Issuance of a Federal-aid reimbursement eligibility letter by FHWA does not ensure acceptance or use by any State DOT. Each State DOT may choose not to purchase and install a specific device, or may place additional limits upon use of a device.
A finding of Federal-aid reimbursement eligibility by FHWA does not convey property rights of any sort or any exclusive privilege. A finding of eligibility is based on the premise that information and reports submitted to FHWA are accurate and correct. FHWA reserves the right to modify or revoke an eligibility letter if (1) there are any inaccuracies in the information submitted in support of the request, (2) the qualification testing was flawed, (3) in-service performance or other information reveals safety problems, (4) the system is significantly different from the version that was crash tested, or (5) any other information indicates that the letter was issued in error or otherwise does not reflect full and complete information about the crashworthiness of the system.
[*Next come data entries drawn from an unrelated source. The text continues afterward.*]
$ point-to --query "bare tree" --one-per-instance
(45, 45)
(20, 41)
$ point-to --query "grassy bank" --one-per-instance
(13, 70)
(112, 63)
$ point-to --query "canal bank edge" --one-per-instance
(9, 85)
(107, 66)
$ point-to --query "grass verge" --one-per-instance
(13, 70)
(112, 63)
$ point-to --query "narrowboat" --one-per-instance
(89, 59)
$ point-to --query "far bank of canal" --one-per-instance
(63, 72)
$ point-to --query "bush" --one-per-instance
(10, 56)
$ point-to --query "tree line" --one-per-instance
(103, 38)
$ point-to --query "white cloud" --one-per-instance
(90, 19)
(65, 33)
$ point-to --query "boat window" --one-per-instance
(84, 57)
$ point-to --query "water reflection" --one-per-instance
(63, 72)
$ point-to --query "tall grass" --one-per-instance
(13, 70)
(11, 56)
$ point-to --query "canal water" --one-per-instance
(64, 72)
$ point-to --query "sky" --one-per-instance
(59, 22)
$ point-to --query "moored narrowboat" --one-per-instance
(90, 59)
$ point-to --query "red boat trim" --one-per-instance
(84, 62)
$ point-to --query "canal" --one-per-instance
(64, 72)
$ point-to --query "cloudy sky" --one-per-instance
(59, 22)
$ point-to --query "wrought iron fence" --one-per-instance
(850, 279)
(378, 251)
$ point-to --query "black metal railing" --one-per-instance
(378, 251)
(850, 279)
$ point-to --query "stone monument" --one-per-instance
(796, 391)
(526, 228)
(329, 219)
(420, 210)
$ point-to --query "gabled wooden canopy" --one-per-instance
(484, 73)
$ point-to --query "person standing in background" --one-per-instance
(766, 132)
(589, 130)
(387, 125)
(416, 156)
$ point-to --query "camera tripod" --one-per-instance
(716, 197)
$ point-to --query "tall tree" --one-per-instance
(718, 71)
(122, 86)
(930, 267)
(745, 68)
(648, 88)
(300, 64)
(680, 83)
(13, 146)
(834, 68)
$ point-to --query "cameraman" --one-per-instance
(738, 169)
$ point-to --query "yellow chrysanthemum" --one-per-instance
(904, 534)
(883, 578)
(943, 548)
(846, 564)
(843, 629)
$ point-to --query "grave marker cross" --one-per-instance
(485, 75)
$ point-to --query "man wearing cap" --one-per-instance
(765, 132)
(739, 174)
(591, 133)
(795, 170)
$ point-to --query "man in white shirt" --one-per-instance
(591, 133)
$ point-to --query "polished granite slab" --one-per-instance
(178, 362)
This process document is not a regulation and does not impose legally binding requirements on the FHWA or the States. It does not create or confer any rights for or on any person or operate to bind the public. The FHWA, the Department of Transportation, and the United States Government do not regulate the manufacture of roadside safety devices. Eligibility for reimbursement under the Federal-aid highway program does not establish approval, certification, or endorsement of the device for any particular purpose or use. Eligibility for reimbursement does not eliminate the need for proper manufacturing, installation, and maintenance in order for a device to function as tested. The FHWA, the U.S. Department of Transportation, and the United States Government do not endorse products or services and the issuance of a Federal-aid reimbursement eligibility letter is not an endorsement of any product or service. This document is guidance and may be revoked at any time.